Campaigners say the Coronavirus Bill, which is likely to become law this week, represents a “real and present danger” to the lives of disabled and elderly people as it undermines obligations in the existing care act.
Disability Rights UK said it had “serious concerns” about the implications of the Bill on human rights, especially the rights of vulnerable groups, including disabled people.
It fears that it will effectively free local authorities of their duties to provide social care to society’s most vulnerable.
Health Secretary Matt Hancock, opening a Commons debate on the Bill, told MPs that legislation was necessary and would allow ministers “to fight the virus with everything we’ve got”.
“Coronavirus is the most serious public health emergency that has faced the world in this century. We are all targets, but the disease reserves its full cruelty for the weakest and the most vulnerable.
“To defeat it we are proposing extraordinary measures of the kind never seen before in peacetime.
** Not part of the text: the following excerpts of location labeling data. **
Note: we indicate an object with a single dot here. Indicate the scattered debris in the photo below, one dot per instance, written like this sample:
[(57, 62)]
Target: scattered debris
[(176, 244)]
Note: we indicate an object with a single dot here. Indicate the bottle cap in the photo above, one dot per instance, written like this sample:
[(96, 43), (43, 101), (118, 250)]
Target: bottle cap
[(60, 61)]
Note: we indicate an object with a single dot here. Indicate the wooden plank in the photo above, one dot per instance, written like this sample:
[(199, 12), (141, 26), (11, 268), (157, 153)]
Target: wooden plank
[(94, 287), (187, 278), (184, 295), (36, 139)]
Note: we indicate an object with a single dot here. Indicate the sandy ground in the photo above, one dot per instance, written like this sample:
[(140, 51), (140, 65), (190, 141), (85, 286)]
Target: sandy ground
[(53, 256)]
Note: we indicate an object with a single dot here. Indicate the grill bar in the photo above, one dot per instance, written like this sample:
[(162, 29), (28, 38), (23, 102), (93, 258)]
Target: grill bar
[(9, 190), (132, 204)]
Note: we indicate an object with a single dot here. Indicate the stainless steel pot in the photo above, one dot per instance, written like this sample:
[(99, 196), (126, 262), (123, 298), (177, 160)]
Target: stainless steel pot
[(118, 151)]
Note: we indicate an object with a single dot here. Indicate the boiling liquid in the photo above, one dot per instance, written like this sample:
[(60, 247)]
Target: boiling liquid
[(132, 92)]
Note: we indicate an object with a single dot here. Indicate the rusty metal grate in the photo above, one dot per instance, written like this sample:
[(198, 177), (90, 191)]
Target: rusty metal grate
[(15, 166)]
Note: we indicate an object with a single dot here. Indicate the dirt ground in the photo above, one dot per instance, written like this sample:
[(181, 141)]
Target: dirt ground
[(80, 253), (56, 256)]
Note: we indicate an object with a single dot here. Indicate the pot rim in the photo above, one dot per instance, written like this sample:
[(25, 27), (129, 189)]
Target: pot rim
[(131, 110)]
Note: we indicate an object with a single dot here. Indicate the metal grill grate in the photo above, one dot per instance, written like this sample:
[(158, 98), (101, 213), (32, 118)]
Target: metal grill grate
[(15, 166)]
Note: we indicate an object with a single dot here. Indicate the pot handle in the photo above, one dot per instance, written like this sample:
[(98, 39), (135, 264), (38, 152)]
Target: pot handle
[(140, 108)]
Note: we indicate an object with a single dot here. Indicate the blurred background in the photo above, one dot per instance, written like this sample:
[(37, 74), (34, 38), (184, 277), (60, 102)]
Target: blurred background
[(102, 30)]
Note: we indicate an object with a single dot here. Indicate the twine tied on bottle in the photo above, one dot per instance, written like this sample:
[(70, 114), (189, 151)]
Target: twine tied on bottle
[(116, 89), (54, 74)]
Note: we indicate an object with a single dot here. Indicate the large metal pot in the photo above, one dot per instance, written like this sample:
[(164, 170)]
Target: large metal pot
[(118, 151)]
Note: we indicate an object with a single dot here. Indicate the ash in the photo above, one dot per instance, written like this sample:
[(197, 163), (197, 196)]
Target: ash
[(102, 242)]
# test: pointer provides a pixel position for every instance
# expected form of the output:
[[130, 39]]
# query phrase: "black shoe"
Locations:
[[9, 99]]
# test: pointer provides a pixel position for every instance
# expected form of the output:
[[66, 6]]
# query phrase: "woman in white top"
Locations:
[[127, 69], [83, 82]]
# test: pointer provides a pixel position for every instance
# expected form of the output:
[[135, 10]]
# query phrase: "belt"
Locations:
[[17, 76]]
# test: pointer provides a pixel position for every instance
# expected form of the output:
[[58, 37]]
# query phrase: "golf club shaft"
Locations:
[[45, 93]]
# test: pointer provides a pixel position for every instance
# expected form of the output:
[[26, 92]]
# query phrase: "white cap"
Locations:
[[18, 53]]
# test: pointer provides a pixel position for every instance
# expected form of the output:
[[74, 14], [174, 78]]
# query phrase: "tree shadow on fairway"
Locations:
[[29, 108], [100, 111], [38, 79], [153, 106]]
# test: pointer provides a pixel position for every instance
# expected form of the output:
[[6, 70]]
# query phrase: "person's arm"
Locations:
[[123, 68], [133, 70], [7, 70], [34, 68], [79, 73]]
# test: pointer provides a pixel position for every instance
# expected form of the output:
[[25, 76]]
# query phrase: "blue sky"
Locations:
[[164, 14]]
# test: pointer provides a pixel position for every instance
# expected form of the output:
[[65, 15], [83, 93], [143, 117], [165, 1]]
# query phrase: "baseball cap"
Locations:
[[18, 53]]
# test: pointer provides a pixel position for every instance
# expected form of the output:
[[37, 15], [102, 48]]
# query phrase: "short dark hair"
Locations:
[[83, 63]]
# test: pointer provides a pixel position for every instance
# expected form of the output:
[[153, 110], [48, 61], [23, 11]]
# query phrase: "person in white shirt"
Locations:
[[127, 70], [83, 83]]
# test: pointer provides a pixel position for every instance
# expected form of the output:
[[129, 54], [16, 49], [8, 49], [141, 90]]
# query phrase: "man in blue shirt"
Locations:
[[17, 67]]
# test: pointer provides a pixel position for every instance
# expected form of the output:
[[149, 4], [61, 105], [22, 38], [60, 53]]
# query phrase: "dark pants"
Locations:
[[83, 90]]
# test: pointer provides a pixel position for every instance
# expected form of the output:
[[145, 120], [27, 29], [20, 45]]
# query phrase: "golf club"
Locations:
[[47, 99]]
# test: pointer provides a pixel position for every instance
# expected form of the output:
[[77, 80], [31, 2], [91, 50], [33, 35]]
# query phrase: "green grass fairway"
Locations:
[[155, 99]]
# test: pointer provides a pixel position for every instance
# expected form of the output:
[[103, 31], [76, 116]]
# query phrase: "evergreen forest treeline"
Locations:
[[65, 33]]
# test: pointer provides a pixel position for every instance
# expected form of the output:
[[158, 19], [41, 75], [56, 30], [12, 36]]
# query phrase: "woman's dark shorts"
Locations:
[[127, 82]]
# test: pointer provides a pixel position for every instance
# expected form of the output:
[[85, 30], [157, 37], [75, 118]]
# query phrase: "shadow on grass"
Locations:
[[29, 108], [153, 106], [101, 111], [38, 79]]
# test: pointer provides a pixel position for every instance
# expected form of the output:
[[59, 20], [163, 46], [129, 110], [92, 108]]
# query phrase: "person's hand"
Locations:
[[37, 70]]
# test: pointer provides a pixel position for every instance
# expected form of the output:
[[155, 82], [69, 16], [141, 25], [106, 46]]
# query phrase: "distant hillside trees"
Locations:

Our goal is to protect life and to protect every part of the NHS.
He added: “Of course there are significant departures from the way we normally do things, but they are strictly temporary, and I think they are proportionate to the threat we face and they’ll only be activated on the basis of the best possible scientific evidence.”
Labour’s health spokesman Jonathan Ashworth said the Opposition would with “a very heavy heart” support the Bill, which is likely to reach Royal Assent on Wednesday or Thursday.
He said: “We as the Opposition support this bill with a very heavy heart, heavy not just with the shock and grief that this deadly virus has brought, but also with the very real threats that emergency powers of this nature pose to human rights.
“The Bill contains the most draconian powers ever seen in peacetime Britain, powers to detain and test potentially infectious members of the public including children in isolation facilities, powers to shut down gatherings which could impede the ability to protest against the overall handling of the crisis.
“It needs no explanation and very little imagination to understand the huge potential for abuse that powers like these and others in the Bill.”
The Bill also allows for a temporary change of the Mental Health Act to make it easier to section people into mental health facilities, and to keep them detained there for longer periods.
Other elements of the Bill give legal force to the closure of schools and nurseries, allow ministers to ban gatherings, and give extra powers to intervene if the government suspects anyone is disrupting the distribution of food.
Another element would permit the closure of the UK’s borders if too many border staff fell ill.